How often have you read a story, on-line or in print, that drones on and on, and after a full screen page or several, or after a whole bunch of printed paragraphs, you still don’t know what the story is? Seems to happen quite a lot. And what is your response? When the writer is keeping you in suspense for paragraph after paragraph, does that motivate you to keep reading? Or, after a certain number of paragraphs, do you just say “Fuck this writer and fuck this story, whatever it is” and give up reading it?
ETA: Oh. East Texas. Okay, then. Hope that alligator had a good meal.
Saw that once I read the story. One of the reasons I’m thinking beastliality could be a contributing factor.
Years ago, I was riding the subway next to a guy reading the NY Post.
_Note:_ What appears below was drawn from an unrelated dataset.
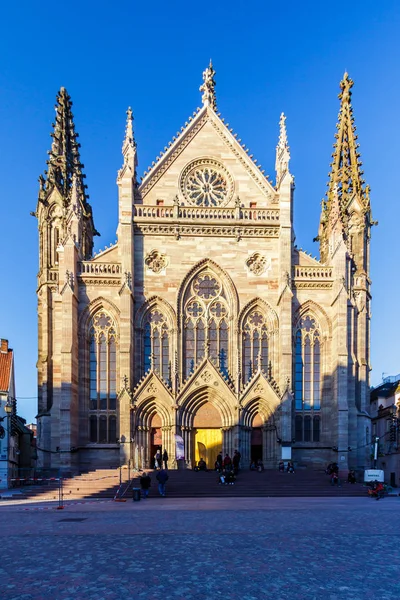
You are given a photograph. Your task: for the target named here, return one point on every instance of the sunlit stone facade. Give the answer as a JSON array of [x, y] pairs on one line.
[[204, 320]]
I glanced over and saw a perfect headline of a short article that told the whole story:
Naked Priest Defrocked
I never have been able to locate the article online, or otherwise learned any details, but with that headline, do you really need to know any more?
I routinely skip the first paragraph of news stories, because they tend to introduce me to a random person that I don’t need to know anything about to understand the story. I’m looking for news, not human interest stories.
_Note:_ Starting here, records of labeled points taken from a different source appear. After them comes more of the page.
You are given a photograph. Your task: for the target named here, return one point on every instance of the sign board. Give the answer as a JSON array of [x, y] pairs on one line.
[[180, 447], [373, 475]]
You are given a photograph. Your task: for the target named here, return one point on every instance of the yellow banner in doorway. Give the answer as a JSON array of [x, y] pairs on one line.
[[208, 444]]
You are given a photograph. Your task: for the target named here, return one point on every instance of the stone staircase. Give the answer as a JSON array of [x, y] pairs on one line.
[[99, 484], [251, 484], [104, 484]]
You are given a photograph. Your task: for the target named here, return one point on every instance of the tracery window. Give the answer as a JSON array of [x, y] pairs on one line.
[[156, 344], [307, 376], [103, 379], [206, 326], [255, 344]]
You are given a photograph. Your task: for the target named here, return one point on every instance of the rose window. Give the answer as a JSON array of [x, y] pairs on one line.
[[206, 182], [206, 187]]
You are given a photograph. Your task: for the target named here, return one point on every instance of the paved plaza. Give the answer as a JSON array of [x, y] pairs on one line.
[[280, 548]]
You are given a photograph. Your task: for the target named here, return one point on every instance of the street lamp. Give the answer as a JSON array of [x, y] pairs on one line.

(Not real journalism, but sometimes it’s hard to tell the difference:) )
It’s satire, but for pretty much any ‘news’ article in theonion.com , all you need to read is the headline.
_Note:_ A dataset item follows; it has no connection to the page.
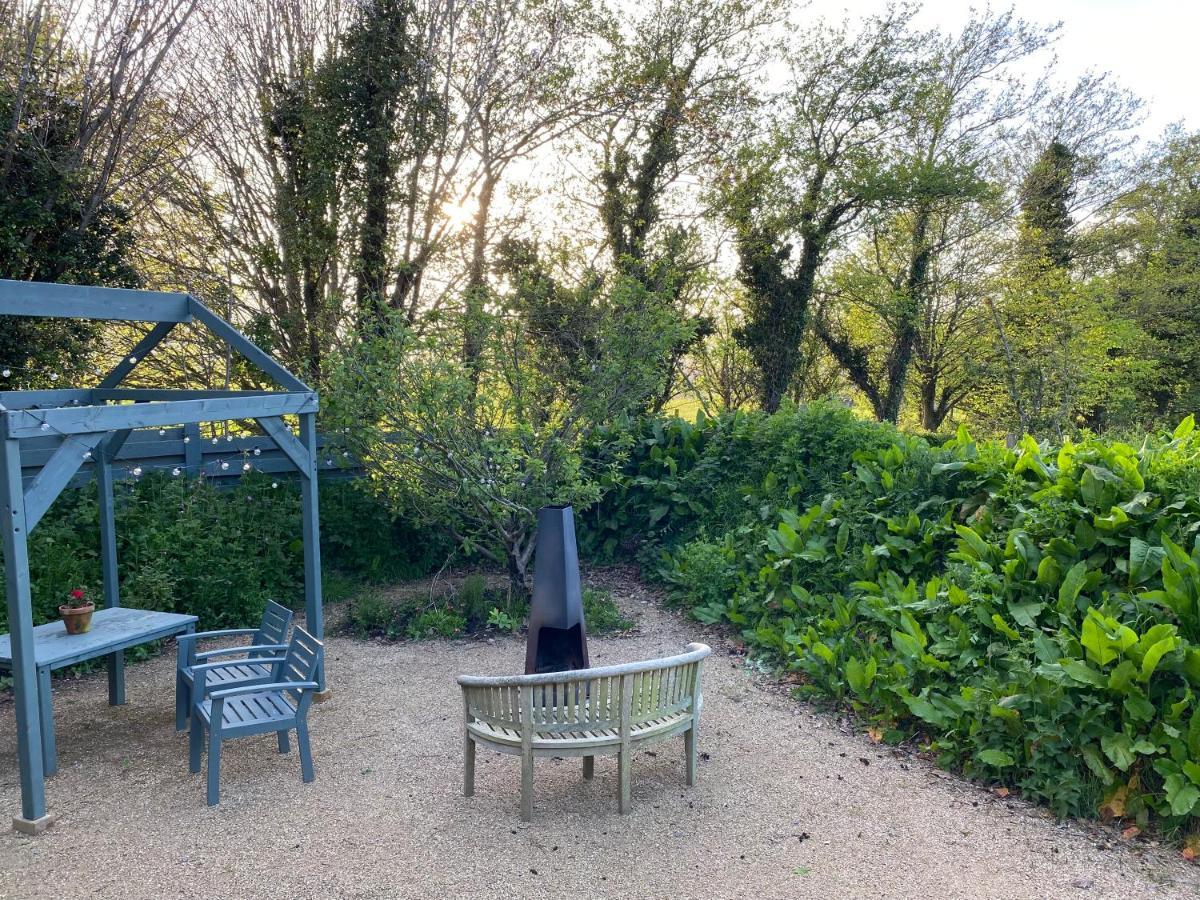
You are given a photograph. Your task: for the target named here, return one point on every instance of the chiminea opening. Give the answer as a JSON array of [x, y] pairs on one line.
[[559, 649], [558, 640]]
I am thinking of that immortal headline of the 1970s…
“headless body in topless bar”
I don’t want to poke fun at the dead but the victim looks exactly like you would assume.
What makes this story interesting to me is that I grew up right on the Louisiana/East Texas border and he managed to pull off something that almost never happens. The last fatal alligator attack in East Texas was about 200 years ago. Louisiana alligator fatalities are incredibly rare as well. All of us in the area routinely swam and waded in alligator infested waters without much worry. You do keep an eye on them of course but most people assumed they would never get attacked much less killed by one. Florida alligators can be assholes and they eat people and smaller dogs on occasion but Louisiana and East Texas alligators are generally chill and the stoners of the crocodilian world. It is pretty impressive for an adult to manage to get killed by one. The speed at which it happened makes me wonder if he managed to jump right on top of it while it was submerged intentionally or otherwise.
I agree with the killed qualifier, but we definitely have attacks. A very saddened young boy recently swam in the local pond one too many times around here. They killed the gator and retrieved the arm, but it was too late to re-attach. Kudos to the doctors for at least considering the effort…
My favorite near-local one - “LASAGNA WAS EVERYWHERE”.
That would make a most excellent sig, Sir or Madame.
Yet the gator killed him without using Tabasco sauce. Must have left a bad taste in the gator’s mouth without the sauce.
Some one whacked the alligator.
“Game wardens say a 400-pound, 11-foot 2-inch alligator was found dead of a gunshot wound to the head after a group of men claimed to have trapped and shot it. The men were not on scene when game wardens arrived.” (Wisely so.)
"Judge Rodney Price said the alligator had body parts belonging to Woodward, KBMT reports. " :dubious:
Journalism has switched from being a primarily print medium to the Internet. And what is the Internet all about? Putting ads in front of eyes. The way to do that is to craft a headline that makes people want to find out what that headline is all about, then put the gist of the article on the third (or fourth, etc.) page so that hte viewer gets to see more advertisements. By the time the reader gets frustrated about not seeing the meat of the article and just closes the browser, they’ve already seen as many ads as they would have seen watching a half-hour TV show.